Optimizing Iceberg tables - Amazon Glue
Services or capabilities described in Amazon Web Services documentation might vary by Region. To see the differences applicable to the China Regions, see Getting Started with Amazon Web Services in China (PDF).

Optimizing Iceberg tables

Amazon Glue supports mutiple table optimization options to enhance the management and performance of Apache Iceberg tables used by the Amazon analytical engines and ETL jobs. These optimizers provide efficient storage utilization, improved query performance, and effective data management. There are three types of table optimizers available in Amazon Glue:

  • Compaction – Data compaction compacts small data files to reduce storage usage and improve read performance. Data files are merged and rewritten to remove obsolete data and consolidate fragmented data into larger, more efficient files. Compaction can be configured to run automatically or manually triggered as needed.

  • Snapshot retention – Snapshots are timestamped versions of an Iceberg table. Snapshot retention configurations allow customers to enforce how long to retain snapshots and how many snapshots to retain. Configuring a snapshot retention optimizer can help manage storage overhead by removing older, unnecessary snapshots and their associated underlying files.
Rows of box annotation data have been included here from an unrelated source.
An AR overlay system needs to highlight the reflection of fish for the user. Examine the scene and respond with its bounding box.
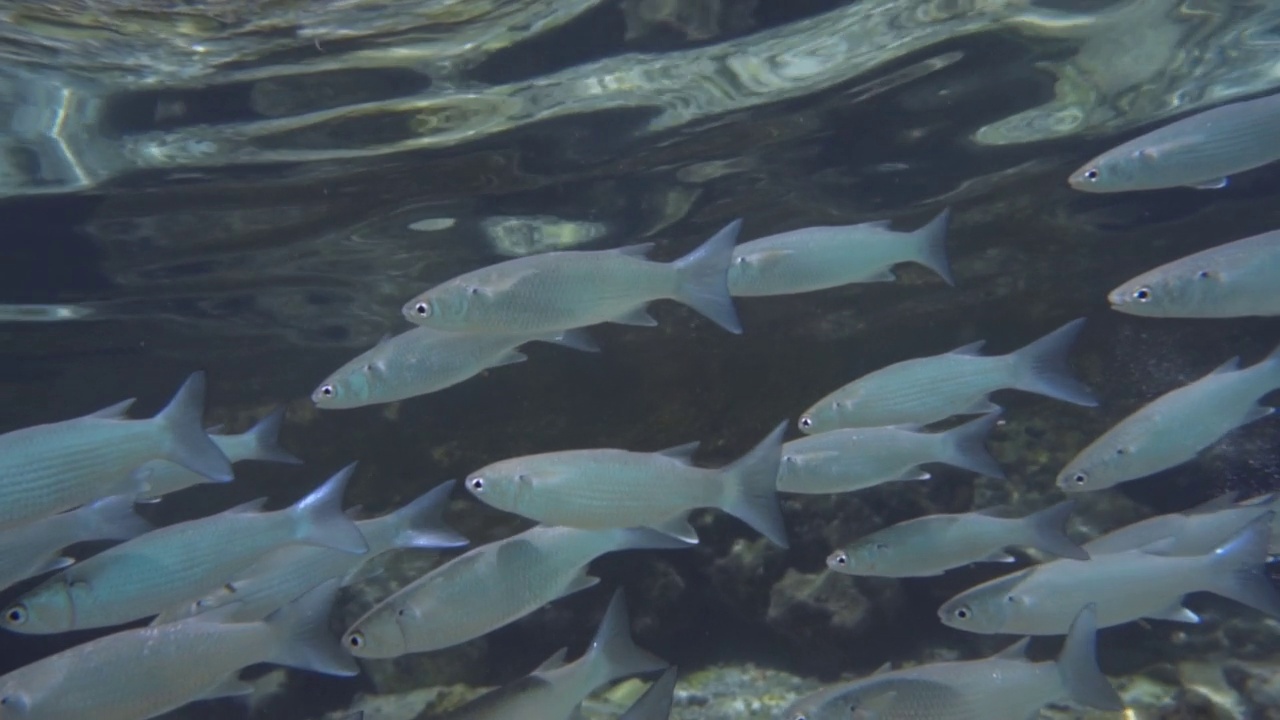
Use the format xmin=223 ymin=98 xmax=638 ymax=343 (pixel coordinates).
xmin=1057 ymin=347 xmax=1280 ymax=492
xmin=1107 ymin=226 xmax=1280 ymax=318
xmin=1068 ymin=95 xmax=1280 ymax=192
xmin=783 ymin=605 xmax=1124 ymax=720
xmin=728 ymin=210 xmax=955 ymax=297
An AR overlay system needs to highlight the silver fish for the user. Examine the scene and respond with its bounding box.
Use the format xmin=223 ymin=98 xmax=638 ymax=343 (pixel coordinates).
xmin=311 ymin=327 xmax=599 ymax=410
xmin=728 ymin=210 xmax=955 ymax=297
xmin=938 ymin=512 xmax=1280 ymax=635
xmin=0 ymin=582 xmax=356 ymax=720
xmin=778 ymin=413 xmax=1004 ymax=493
xmin=1068 ymin=95 xmax=1280 ymax=192
xmin=1057 ymin=347 xmax=1280 ymax=492
xmin=443 ymin=591 xmax=667 ymax=720
xmin=827 ymin=501 xmax=1089 ymax=578
xmin=0 ymin=465 xmax=367 ymax=634
xmin=783 ymin=605 xmax=1124 ymax=720
xmin=0 ymin=496 xmax=151 ymax=589
xmin=1107 ymin=231 xmax=1280 ymax=318
xmin=466 ymin=423 xmax=787 ymax=547
xmin=0 ymin=373 xmax=232 ymax=528
xmin=403 ymin=220 xmax=742 ymax=337
xmin=800 ymin=318 xmax=1098 ymax=434
xmin=137 ymin=407 xmax=302 ymax=502
xmin=343 ymin=525 xmax=691 ymax=657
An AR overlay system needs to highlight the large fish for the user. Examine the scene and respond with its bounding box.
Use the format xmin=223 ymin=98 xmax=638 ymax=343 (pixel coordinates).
xmin=1068 ymin=95 xmax=1280 ymax=192
xmin=728 ymin=210 xmax=955 ymax=297
xmin=343 ymin=525 xmax=691 ymax=657
xmin=0 ymin=373 xmax=232 ymax=528
xmin=0 ymin=465 xmax=367 ymax=634
xmin=800 ymin=318 xmax=1098 ymax=434
xmin=1107 ymin=231 xmax=1280 ymax=318
xmin=466 ymin=423 xmax=787 ymax=547
xmin=0 ymin=582 xmax=356 ymax=720
xmin=1057 ymin=347 xmax=1280 ymax=492
xmin=403 ymin=220 xmax=742 ymax=337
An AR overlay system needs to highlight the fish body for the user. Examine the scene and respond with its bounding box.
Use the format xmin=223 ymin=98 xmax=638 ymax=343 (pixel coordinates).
xmin=728 ymin=210 xmax=955 ymax=297
xmin=403 ymin=220 xmax=742 ymax=337
xmin=1057 ymin=347 xmax=1280 ymax=492
xmin=343 ymin=525 xmax=689 ymax=657
xmin=1068 ymin=95 xmax=1280 ymax=192
xmin=1107 ymin=231 xmax=1280 ymax=318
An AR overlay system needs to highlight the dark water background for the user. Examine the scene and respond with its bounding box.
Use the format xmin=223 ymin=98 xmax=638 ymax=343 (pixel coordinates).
xmin=0 ymin=0 xmax=1280 ymax=717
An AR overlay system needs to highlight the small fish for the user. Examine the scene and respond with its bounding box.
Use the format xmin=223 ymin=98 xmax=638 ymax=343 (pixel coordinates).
xmin=442 ymin=591 xmax=667 ymax=720
xmin=343 ymin=525 xmax=691 ymax=657
xmin=778 ymin=413 xmax=1004 ymax=493
xmin=0 ymin=496 xmax=151 ymax=589
xmin=403 ymin=220 xmax=742 ymax=337
xmin=800 ymin=318 xmax=1098 ymax=434
xmin=728 ymin=210 xmax=955 ymax=297
xmin=938 ymin=512 xmax=1280 ymax=635
xmin=827 ymin=501 xmax=1089 ymax=578
xmin=311 ymin=327 xmax=599 ymax=410
xmin=466 ymin=423 xmax=787 ymax=547
xmin=152 ymin=480 xmax=467 ymax=624
xmin=1057 ymin=347 xmax=1280 ymax=492
xmin=0 ymin=464 xmax=367 ymax=634
xmin=0 ymin=582 xmax=356 ymax=720
xmin=137 ymin=407 xmax=302 ymax=502
xmin=0 ymin=373 xmax=232 ymax=528
xmin=782 ymin=605 xmax=1124 ymax=720
xmin=1107 ymin=231 xmax=1280 ymax=318
xmin=1068 ymin=95 xmax=1280 ymax=192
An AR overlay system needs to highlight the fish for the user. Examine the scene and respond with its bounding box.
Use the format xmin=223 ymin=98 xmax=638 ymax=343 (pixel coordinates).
xmin=938 ymin=512 xmax=1280 ymax=635
xmin=463 ymin=423 xmax=787 ymax=547
xmin=0 ymin=373 xmax=232 ymax=529
xmin=1107 ymin=231 xmax=1280 ymax=318
xmin=311 ymin=327 xmax=600 ymax=410
xmin=1068 ymin=89 xmax=1280 ymax=192
xmin=343 ymin=525 xmax=691 ymax=659
xmin=0 ymin=464 xmax=369 ymax=634
xmin=402 ymin=220 xmax=742 ymax=337
xmin=1057 ymin=347 xmax=1280 ymax=492
xmin=728 ymin=209 xmax=955 ymax=297
xmin=152 ymin=480 xmax=467 ymax=624
xmin=0 ymin=582 xmax=356 ymax=720
xmin=778 ymin=411 xmax=1005 ymax=495
xmin=138 ymin=407 xmax=302 ymax=502
xmin=442 ymin=589 xmax=667 ymax=720
xmin=618 ymin=665 xmax=676 ymax=720
xmin=782 ymin=605 xmax=1125 ymax=720
xmin=0 ymin=495 xmax=151 ymax=589
xmin=827 ymin=500 xmax=1089 ymax=578
xmin=799 ymin=318 xmax=1098 ymax=434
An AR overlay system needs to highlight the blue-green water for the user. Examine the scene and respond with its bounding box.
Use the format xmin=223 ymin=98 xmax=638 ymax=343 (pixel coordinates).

  • Orphan file deletion – Orphan files are files that are no longer referenced by the Iceberg table metadata. These files can accumulate over time, especially after operations like table deletions or failed ETL jobs. Enabling orphan file deletion allows Amazon Glue to periodically identify and remove these unnecessary files, freeing up storage.

You can enable or disable compaction, snapshot retention, and orphan file deletion optimizers for individual Iceberg tables in the Data Catalog using the Amazon Glue console, Amazon CLI, or Amazon Glue API operations.